Futorcap: the cryptographic time-delay engine
Futorcap is a delay-based trusted key escrow system which makes it possible to encrypt data using a key which will not be available until a certain time in the future. The use cases may include sending bitcoins to a person in the future, releasing a large data file which must be made available to a large number of people at exactly the same time, or sending a message to someone which you do not want them to read until a certain date.

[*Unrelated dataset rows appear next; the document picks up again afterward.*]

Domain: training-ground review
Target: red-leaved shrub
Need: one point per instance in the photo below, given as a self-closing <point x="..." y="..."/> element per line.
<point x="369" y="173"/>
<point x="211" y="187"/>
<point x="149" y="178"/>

In a typical expected use case, a third party will maintain a secure "trusted platform device". In my reference implementation, this is a raspberry pi sealed in a plastic box. This device runs an instance of futord and futors, which generates, signs, and releases public and private keys on a strict schedule. For example, futord could be set up to generate keys at an interval of one hour, and a period of one week. This means that futord would start by generating one week's worth of keypairs, with privkey release timestamps spaced an hour apart, and releasing all the pubkeys. After an hour, it would release the first private key and generate another keypair with the pubkey to be released immediately and the privkey to be released a week in the future. Under normal operation in this configuration, there should always be one week's worth of pubkeys available with unreleased privkeys. This key generation and release process will be repeated every hour until the service is put into end-of-life mode, at which time it will stop generating new keypairs and continue to release the privkeys for existing pubkeys on schedule until both halves of all keypairs are published.
But marcusw, trust sucks!
I agree. However,
The premises of futorcap are:
- No purely cryptographic primitive can make it possible to encrypt data until a certain date.
- Using principles outlined in Meredith L. Patterson's Science of Insecurity talk, it is possible to create a network-connected service which is provably secure.
- Erasure coding and X-of-Y trust systems allow users to distribute trust over a pool of independent operators.
- A non-cryptogrphic primitive is required. This requires trusting a third party.
- Using secured hardware, minimal attack surface, and non-turing-complete protocols with carefully implemented validation routines, it is possible to run a service with full confidence that it will not be compromised at a technical level.
- By locating futorcap trusted platform devices over a number of spheres of influence, and using an erasure coding system which relies on, for example, 3 of 5 keys from a pool of semi-trusted futorcap devices, it is possible place reasonable trust in the system to behave as expected. This functionality is considered user-side and is not implemented by futorcap.
Clone git, edit conf, run futord.py. This project uses python 3. The reference openssl keygen requires an openssl binary on your $PATH.
To encrypt and decrypt data using the keys generated by futord, fetch them either using futors (implementation in progress) or from the pub/ directory using ftp, http, or whatever other file transfer protocol you prefer. Each type of key (openssl, gpg, etc.) has its own subdirectory of pub/ which contains the published keys and a README with instructions for encrypting and decrypting using their corresponding software package.